Children and families experience many transitions over the years. There are three predictable transitions that occur: when children reach school age, when they near adolescence, and when they move from public high school on to independent living. Other transitions may include moving into new programs, working with new providers and agencies, and making new friends. Transitions involve change, and it is helpful for parents to be aware of those transitions and be aware of and plan for the future.

Because planning for the future of a student with a disability can and usually does arouse fear of the unknown, some parents may delay addressing these issues and stay focused on the present. However, a more beneficial approach might be to work through these fears and think about the child’s best future interest which will result in a more meaningful outcome. Regardless of the nature or severity of the child’s disability, parents will be introduced to the process of transition during the school years which will lay the foundation for the child’s future. This transition process will include many areas of planning for the future and should be understood by everyone involved every step of the way. Effective transition planning is an investment in a child’s well-being.
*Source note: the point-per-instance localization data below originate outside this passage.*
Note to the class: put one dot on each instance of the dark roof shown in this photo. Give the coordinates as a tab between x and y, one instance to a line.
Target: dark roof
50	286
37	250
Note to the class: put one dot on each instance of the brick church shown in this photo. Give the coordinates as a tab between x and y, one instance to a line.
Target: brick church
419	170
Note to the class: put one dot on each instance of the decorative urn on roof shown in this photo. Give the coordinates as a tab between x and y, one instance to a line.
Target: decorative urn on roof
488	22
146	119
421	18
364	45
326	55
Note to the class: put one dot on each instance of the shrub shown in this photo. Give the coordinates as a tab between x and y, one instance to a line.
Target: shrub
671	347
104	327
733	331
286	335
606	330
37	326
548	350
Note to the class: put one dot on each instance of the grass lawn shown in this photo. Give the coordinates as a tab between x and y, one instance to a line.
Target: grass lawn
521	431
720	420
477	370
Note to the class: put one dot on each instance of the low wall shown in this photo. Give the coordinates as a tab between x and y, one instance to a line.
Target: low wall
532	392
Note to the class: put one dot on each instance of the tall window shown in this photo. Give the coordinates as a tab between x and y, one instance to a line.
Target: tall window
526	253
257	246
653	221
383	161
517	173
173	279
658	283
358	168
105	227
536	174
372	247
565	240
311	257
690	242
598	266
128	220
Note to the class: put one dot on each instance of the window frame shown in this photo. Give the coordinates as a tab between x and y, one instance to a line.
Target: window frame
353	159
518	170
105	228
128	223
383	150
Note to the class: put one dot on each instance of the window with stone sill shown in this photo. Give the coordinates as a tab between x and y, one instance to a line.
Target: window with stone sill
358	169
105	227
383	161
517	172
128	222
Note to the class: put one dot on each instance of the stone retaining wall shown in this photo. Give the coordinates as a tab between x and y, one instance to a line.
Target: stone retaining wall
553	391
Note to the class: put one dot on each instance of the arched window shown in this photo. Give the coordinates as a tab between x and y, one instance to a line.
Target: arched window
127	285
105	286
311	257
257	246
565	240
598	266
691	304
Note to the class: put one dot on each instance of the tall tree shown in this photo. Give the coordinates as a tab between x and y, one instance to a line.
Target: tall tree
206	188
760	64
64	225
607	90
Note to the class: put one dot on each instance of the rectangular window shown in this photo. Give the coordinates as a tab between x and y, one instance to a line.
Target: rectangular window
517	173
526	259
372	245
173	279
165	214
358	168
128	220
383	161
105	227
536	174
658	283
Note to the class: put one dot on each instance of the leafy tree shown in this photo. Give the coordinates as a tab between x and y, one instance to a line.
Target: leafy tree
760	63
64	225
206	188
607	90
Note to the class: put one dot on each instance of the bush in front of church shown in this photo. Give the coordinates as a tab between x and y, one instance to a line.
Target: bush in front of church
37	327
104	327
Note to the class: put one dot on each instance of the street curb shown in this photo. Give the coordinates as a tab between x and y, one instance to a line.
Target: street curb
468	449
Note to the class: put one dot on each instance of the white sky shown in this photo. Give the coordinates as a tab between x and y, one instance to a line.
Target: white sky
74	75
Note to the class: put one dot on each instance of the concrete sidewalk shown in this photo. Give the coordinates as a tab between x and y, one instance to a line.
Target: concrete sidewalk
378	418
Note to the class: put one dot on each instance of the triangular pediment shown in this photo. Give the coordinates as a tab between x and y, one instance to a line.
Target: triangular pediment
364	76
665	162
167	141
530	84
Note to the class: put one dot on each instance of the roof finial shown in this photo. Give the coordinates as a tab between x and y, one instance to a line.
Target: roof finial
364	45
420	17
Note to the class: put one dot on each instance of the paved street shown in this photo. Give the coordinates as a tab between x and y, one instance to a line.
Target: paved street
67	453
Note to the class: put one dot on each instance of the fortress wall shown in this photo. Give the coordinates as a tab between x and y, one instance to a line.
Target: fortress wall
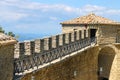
40	45
82	66
106	34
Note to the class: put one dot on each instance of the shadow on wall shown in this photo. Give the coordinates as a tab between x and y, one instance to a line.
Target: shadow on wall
105	60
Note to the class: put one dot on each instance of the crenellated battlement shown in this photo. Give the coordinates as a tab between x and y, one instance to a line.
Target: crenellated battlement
27	48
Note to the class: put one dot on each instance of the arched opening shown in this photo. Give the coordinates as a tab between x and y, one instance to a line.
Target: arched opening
105	60
93	33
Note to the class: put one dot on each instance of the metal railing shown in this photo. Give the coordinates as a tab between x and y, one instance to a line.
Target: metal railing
29	62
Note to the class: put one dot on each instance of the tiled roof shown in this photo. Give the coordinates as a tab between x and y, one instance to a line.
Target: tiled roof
4	39
90	19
Legal Definition of Transition

According to the Individuals with Disabilities Act (IDEA), transition services consist of a coordinated set of activities that is designed to be within a results-oriented process that is focused on improving academic and functional achievement to facilitate movement from school to post-secondary activities.
Legal Requirements

  • Initial transition discussion must occur no later than the ARD meeting prior to the student’s 16th birthday.
  • Student must have opportunity for input.
  • Must address student’s needs, strengths, preferences, and interests.
  • Must be based on age-appropriate transition assessments.

Transition and the IEP

Information obtained during the transition planning process will set the focus for what should be considered and integrated in the development of the student’s IEP. Issues that must be addressed include:

  • Instruction
  • Post-secondary Education/ Vocational Options
  • Employment
  • Daily/Independent living, if needed
  • Community Experiences/Recreation and Leisure
  • Appropriate circumstances for referring a student/parent to a governmental agency for services
  • Functional vocational evaluation, if needed

It is important to know that not all students with disabilities will need to receive all of these services.